We can, however, follow in the footsteps of some of the great plant explorers of the past right here in our own back yard, where Western North Carolina coves and mountaintops were a hot spot for such expeditions throughout the 18th and 19th centuries.

The arrival of spring marks the start of a wildflower show that continues for months along many WNC hiking trails. Before the forests’ trees are fully leafed out, an array of spring ephemerals blooms beneath them.

Starting in mid-March at the lowest elevations, this show continues into early May at the higher reaches. Violets, trilliums, jack-in-the-pulpits, bloodroot, trout lily, anemone and dwarf crested iris are just a sampling of the botanical bounty that carpets the hardwood-forest floor. Many flowering trees also blossom early in the season, including the Carolina silverbell, dogwood and redbud.

Spring’s first blooms are closely followed by a number of the region’s showy native shrubs. Catawba rhododendron, native azaleas, mountain laurel, hydrangea and viburnum fill the brief lull until the start of the spectacular summer wildflower season, which moves out of the forest and into the sunnier open spaces.

Even the blazing fall season isn’t solely about leaves. Asters galore and goldenrod bloom well into autumn, and many members of the sunflower family blossom deep into October.

Signs of spring: Great laurel, rhododendron maximum, is just a part of WNC’s annual wildflower display.

North Carolina’s Best Wildflower Hikes: Mountains by Kevin Adams (Westcliffe, 2004) details 50 of the region’s best hikes for viewing wildflowers, coded by month for peak display. Last summer, Adams’ book steered me to a very easy hike off the Blue Ridge Parkway at Fryingpan Mountain (several miles southwest of Mount Pisgah), where I was rewarded with an excellent flower show.
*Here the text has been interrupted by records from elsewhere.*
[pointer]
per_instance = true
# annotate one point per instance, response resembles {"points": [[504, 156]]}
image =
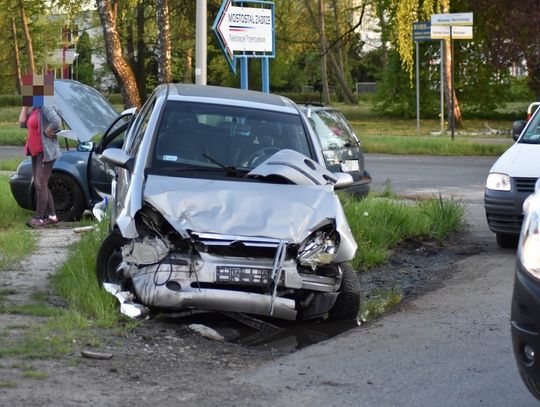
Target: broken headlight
{"points": [[319, 248]]}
Two low-elevation, early spring wildflower hikes to consider are the Baxter Creek (shorter) and Big Creek trails, both within the northwestern edge of the Great Smoky Mountains National Park. Access to this portion of the park is via the Waterville exit (exit 451) just past the Tennessee border off Interstate 40. Both trails begin from the same picnic/campground area, past the Big Creek ranger station once you’ve re-entered North Carolina.

Adams’ book cites three hikes in Pisgah National Forest between Brevard and the Blue Ridge Parkway where peak bloom time comes in April. All three are off U.S. Highway 276. The Twin Falls hike leads off from Avery Creek Road, and the Moore Cove Falls and Pink Beds trails are accessed from parking areas along U.S. 276.

The Max Patch section of the Appalachian Trail is among the best stretches in the region for high-elevation, late-spring wildflowers. This grassy bald, straddling the Tennessee border in Madison County, offers nearly 360-degree views of the surrounding mountains. The roundtrip hike along the Appalachian Trail is 9.5 miles, and depending on your stamina, you may opt for a shuttle vehicle. Or choose to spend more time enjoying the wildflowers and the view and backtrack along the trail.

Highly detailed information on these hikes and 44 more can be found in Adams’ guidebook. Maps are also available online for the Great Smoky Mountains National Park (www.nps.gov/grsm/planyourvisit/hiking.htm) and Pisgah National Forest at (www.cs.unca.edu/nfsnc/recreation/recreate.htm). Click on the “Pisgah District” map for the trails along U.S. 276. For Max Patch, click on the link labeled “Hot Springs and Harmon Den.”

A walk in the woods can become an exploration—and even a preview of plants you might like to have in your own garden. Thanks to the growing interest in reducing human impact on the environment, many quality native species are coming out of the woods and roadsides and into propagation by the nursery trade. So bring a camera and a guidebook, and with the right conditions and quality nursery plants, chances are you’ll be able to grow many of the wonderful blooms that grace the region’s wild places.

The truly adventurous hiker may want to hunt for Oconee bells, Shortia galacifolia, a rare native plant with a storied past. It begins with Asa Gray, a renowned professor of botany at Harvard, a friend of Darwin’s who made regular plant expeditions to North Carolina. After first seeing Oconee bells in botanist André Michaux’s herbarium collection in Paris, Gray searched for years to find the plant. Lost to science for nearly 100 years, Shortia was rediscovered briefly in 1877 near Marion and again in 1886 along the Toxaway River. It was already rare back then. But these days, it might be easier to find this reportedly easy-to-grow plant in a nursery.